With this sculpture the artist draws attention to the plight of Syrian children. Hayat is an Arabic name that means life. Hayat could be any ordinary girl in Syria, not so different from a little girl in the “West”. Before the civil war, she went to school, practiced her faith, played with her friends and went about the business of everyday life. Since then, her life has been turned upside down. She had to leave her home. Every day is a struggle to survive and she is growing up in a world filled with violence, danger and uncertainty.
The sculpture “Hayat” is part of the series “Language as Home” in which the artist explores how the different languages we come into contact during our life influence our own identity and self-perception. The movement of people from one home to another for different purposes, such as conflicts, natural disasters, employment or education, effects the way we relate to our mother tongue, which is often like the skin, unconditionally present and so easily injured.
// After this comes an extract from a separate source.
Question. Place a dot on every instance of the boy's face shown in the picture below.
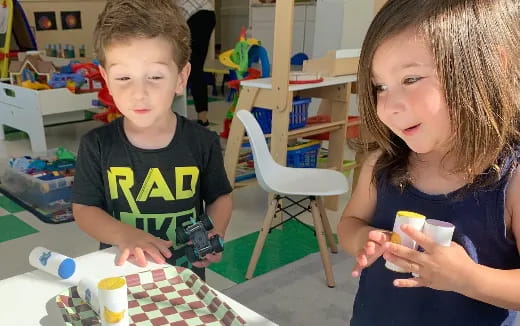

The encounter with a new language is a decisive experience and make us realise that the world looks different in another language than it does in our own one. As writer Herta Mueller suggests “behind every language there are other eyes”. This allows the discovery of a linguistic universe different from the native inherited linguistic space. The mother tongue ceases to be the measure of all things as its view is continuously confronted with the “seen differently” of the other language/s. This divergence between words and things then creates a space between languages, which becomes a metaphor for a fragmented identity.
When you leave your homeland you also leave behind the comfort of the so well known mother tongue. Is moving into a different linguistic space an enrichment? Is it threatening? What are the implications if your mother tongue is the language of the enemy, or the language of uprooted and unwanted?